Article original sous licence CC BY 4.0 (https://creativecommons.org/licenses/by/4.0/). Ceci est une explication générée par l'IA de l'article ci-dessous. Elle n'a pas été rédigée ni approuvée par les auteurs. Pour une précision technique, consultez l'article original. Lire la clause de non-responsabilité complète
Imaginez que vous essayez de comprendre pourquoi les gens prennent les grandes et effrayantes décisions qu'ils prennent. Est-ce seulement une question de mathématiques ? S'assoient-ils avec une calculatrice, additionnent-ils chaque centime, et choisissent-ils l'option la moins chère et la plus efficace ? Ou est-ce plus désordonné ? Ce document vit dans le monde de la Modélisation à Base d'Agents (MBA), une façon sophistiquée de dire « simulation informatique d'une foule ». Au lieu de deviner ce qu'une ville entière fera, les scientifiques construisent une ville virtuelle remplie de personnes numériques (agents) et observent comment elles interagissent.

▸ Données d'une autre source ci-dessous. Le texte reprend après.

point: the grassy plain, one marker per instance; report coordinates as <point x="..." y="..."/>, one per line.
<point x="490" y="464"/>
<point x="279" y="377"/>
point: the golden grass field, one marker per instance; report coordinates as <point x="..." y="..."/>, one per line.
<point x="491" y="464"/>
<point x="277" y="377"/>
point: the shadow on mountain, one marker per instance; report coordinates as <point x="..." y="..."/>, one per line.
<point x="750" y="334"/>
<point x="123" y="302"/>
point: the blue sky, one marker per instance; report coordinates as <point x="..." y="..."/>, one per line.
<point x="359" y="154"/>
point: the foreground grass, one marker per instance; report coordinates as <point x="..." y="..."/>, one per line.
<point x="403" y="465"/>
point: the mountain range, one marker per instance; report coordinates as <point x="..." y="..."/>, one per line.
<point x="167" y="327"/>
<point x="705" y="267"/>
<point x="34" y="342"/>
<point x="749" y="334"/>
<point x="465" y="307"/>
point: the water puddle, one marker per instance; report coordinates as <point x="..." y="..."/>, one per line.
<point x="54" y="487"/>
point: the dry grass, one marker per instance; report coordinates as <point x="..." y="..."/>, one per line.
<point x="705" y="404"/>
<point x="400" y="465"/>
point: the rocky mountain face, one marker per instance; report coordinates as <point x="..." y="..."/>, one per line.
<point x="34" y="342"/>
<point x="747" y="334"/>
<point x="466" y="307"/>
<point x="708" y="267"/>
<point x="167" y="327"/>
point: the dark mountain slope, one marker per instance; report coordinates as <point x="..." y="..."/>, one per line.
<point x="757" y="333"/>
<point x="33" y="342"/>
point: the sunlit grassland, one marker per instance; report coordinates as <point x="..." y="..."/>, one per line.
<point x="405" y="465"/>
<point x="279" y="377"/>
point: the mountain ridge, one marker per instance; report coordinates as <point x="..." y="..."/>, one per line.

Pour comprendre cette étude, vous devez connaître deux idées principales. Premièrement, la Rationalité Limitée. C'est l'idée que les humains ne sont pas des robots parfaits. Nous n'avons pas un temps ou une capacité cérébrale infini pour vérifier chaque option. Au lieu de cela, nous sommes submergés, nous devinons, et nous nous contentons de quelque chose de « suffisamment bon » plutôt que de l'absolument meilleur. Deuxièmement, il y a la Théorie du Comportement Planifié, qui suggère que nos choix ne sont pas seulement une question d'argent. Ils sont un bras de fer entre ce que nous aimons personnellement (Attitude), ce que nous pensons que les autres attendent de nous (Normes Sociales), et si nous pensons pouvoir réellement y parvenir (Contrôle Perçu).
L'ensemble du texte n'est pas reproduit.